The Prismacolor colorless blender
Yes, I'm a Prismacolor convert.  So what the blender actually does is blend your colors to have a smoother look and in my case, to spread the color.  Now, the Prismacolor pencils blend pretty well on their own and before, I blend colors with the use of the white colored pencil and the effect looks ok to me.  But after experimenting with the colorless blender I can't help but think, "Where have you been all my life Prismacolor blender??".  It just retains the vibrant colors better than the white pencil and I have to admit, it's one of the best finds I ever had in my cartooning journey.
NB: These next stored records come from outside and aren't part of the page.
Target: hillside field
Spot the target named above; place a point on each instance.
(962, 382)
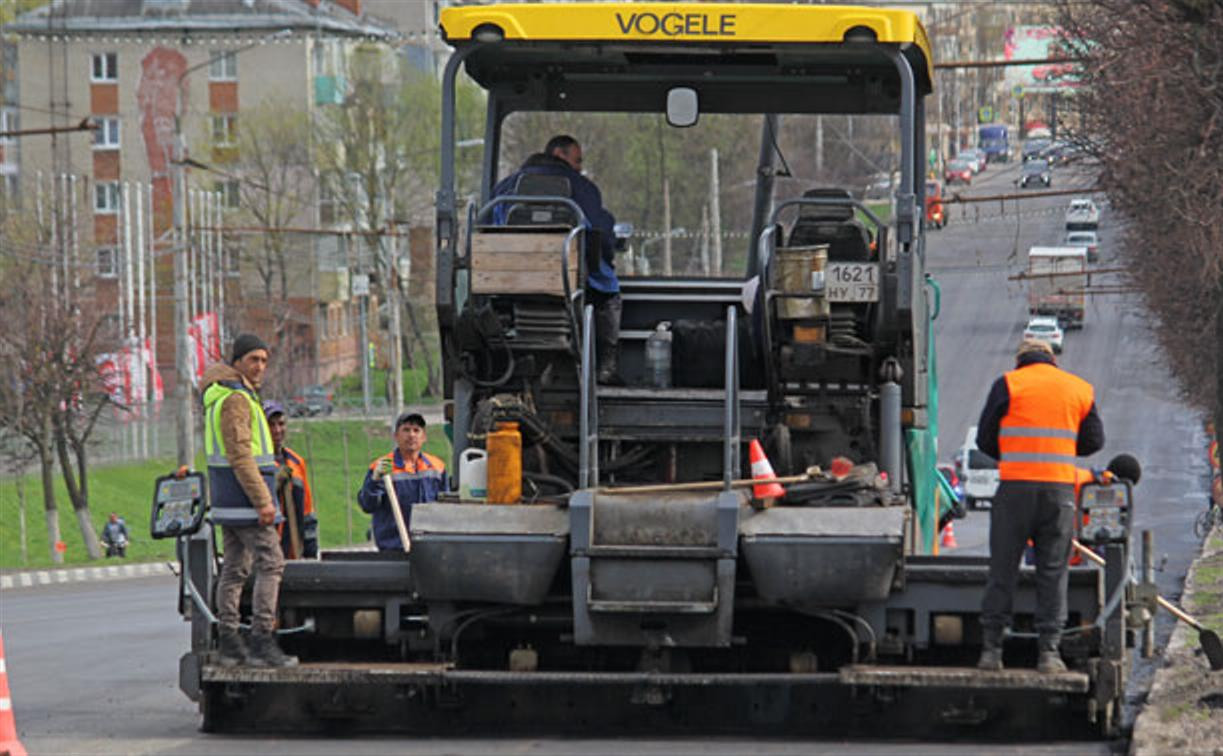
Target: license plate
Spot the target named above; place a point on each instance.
(851, 281)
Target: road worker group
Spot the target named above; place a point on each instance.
(261, 497)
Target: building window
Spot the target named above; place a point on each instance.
(231, 263)
(105, 133)
(231, 193)
(105, 197)
(224, 130)
(108, 262)
(328, 204)
(223, 66)
(105, 67)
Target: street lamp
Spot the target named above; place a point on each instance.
(186, 414)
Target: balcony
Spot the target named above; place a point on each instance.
(329, 89)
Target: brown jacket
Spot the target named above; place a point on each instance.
(235, 425)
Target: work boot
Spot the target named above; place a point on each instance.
(607, 340)
(991, 658)
(1049, 662)
(991, 650)
(266, 652)
(609, 372)
(231, 648)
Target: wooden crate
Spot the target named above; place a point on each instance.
(521, 263)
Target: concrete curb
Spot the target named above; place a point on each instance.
(33, 579)
(1161, 727)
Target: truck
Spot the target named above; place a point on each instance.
(652, 576)
(1057, 284)
(994, 140)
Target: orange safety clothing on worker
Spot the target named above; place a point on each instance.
(1037, 436)
(303, 507)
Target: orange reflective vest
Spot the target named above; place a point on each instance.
(1037, 437)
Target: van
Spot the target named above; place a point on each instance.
(979, 472)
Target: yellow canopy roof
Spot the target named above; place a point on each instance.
(686, 22)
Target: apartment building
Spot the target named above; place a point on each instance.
(136, 69)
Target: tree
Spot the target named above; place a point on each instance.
(1151, 111)
(277, 191)
(379, 153)
(53, 393)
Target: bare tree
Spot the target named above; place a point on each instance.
(1151, 113)
(278, 190)
(379, 153)
(53, 392)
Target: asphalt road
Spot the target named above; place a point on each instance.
(93, 667)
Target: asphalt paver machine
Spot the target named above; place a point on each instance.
(636, 582)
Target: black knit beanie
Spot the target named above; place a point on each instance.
(246, 343)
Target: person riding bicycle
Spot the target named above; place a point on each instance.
(114, 536)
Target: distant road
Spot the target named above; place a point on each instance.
(94, 667)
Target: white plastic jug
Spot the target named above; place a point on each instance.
(472, 474)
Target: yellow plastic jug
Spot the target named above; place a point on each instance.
(504, 474)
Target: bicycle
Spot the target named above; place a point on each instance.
(1208, 519)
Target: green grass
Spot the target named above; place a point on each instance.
(127, 489)
(349, 392)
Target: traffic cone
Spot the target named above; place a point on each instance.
(9, 743)
(949, 537)
(763, 471)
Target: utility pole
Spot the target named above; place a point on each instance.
(667, 226)
(705, 240)
(714, 212)
(820, 148)
(396, 328)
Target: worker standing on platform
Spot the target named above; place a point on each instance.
(418, 476)
(299, 532)
(241, 474)
(1036, 421)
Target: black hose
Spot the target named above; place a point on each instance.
(548, 480)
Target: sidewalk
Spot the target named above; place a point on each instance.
(1184, 711)
(32, 579)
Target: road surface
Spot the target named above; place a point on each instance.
(93, 666)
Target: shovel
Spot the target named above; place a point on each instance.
(389, 483)
(1208, 640)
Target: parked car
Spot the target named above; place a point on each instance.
(1085, 239)
(1046, 329)
(1082, 214)
(1035, 171)
(953, 480)
(975, 157)
(979, 472)
(311, 401)
(936, 212)
(1034, 149)
(958, 170)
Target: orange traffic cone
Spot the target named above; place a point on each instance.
(9, 743)
(763, 471)
(949, 537)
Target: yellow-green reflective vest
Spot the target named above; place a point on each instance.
(230, 504)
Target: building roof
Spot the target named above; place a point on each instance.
(176, 16)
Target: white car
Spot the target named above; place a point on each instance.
(1085, 239)
(1082, 215)
(1046, 329)
(977, 471)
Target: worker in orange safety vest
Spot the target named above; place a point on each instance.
(299, 532)
(1037, 418)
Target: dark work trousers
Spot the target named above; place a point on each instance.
(245, 546)
(1043, 513)
(607, 326)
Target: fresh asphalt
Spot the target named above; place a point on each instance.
(93, 664)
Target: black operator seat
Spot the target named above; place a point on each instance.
(541, 214)
(834, 225)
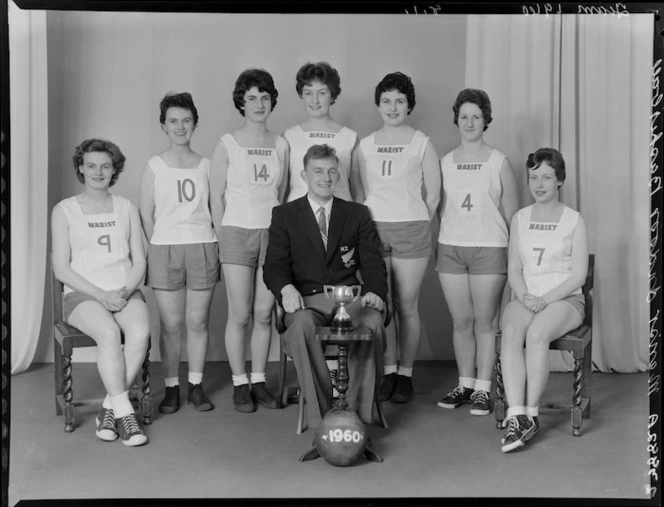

And then, since I upgraded my colored pencils, I looked forward to getting a better pen.  I always used ordinary black ballpoint pens in my art, and I supposed I just have to buy a better quality (and more expensive) pen.  Maybe I will luck out and buy a pen which produces less blots and gives a more reliable, even ink.  But I was not happy with that reasoning.  So I had to do research.

My brush pens

In comes the brush pens.  I am going to admit, I just came about them by googling "what pens do cartoonists use"  or something like that so I'm just a crowd follower.  But this is actually a good thing because I'm pretty happy with my brush pens.

Daiso flexi-brush pen 

I'm really, really tempted to hunt down the Pentel Pocket Brush Pen since it has really, really great reviews and it looks like a lot of cartoonists use it.  But alas, being in the Philippines makes it hard to find a store that carries it, the pen is expensive (as expected!) and I'm not sure if it's what I need.  I hate buying stuff which I'm not sure I'll use.  After a few more googling, I came across a post which tells of a great nylon-bristled brush pen sold in Daiso, of all places.

There are a lot of Daiso stores in the Philippines so one trip and 88 PHP less later (around 1.50 USD) and I got the pen.  Thank goodness it was available; it's the only kind of brush pen available in the store and only two were in stock.  And although I came to learn that it looks like it's better for calligraphy use, I am still in love with it and will definitely play around with it.

Pentel Pocket Brush Pen -- I still might hunt down for you because I am curious.

Sakura Pigma FB 

When I googled for Sakura Pigma, the reviews are ok.  Not great, not bad, just ok.  But it's the brush pen I chose amongst the sea of brush pens in the local bookstore because of its fine line.  And I need fine lines in my comics because my panels are tiny. 

During that time, I had no idea about brush pen differences.  I don't know what's felt-tipped or nylon-tipped and if their differences even matter.  I am hardly a brush pen expert now but at least I know the difference.  My Sakura Pigma is felt-tipped so there is not much variation in ink width (kinda like Sharpie) unlike the Daiso pen which is nylon-tipped, has much more ink flexibility and has a more "water-y" effect.  I love the feel of my Daiso pen but I have to admit, the Sakura Pigma is better for my cartoons since I need neat, even lines.  Unless there is some kind of trick and style that I still need to learn.

Left: Sakura Pigma
Right: Daiso brush pen

I will still be looking for other brush pens because I might find something better and it's fun to experiment with them anyway.  Plus I would like non-black ones since they look like so much fun.

How about you, how do you ink your cartoons?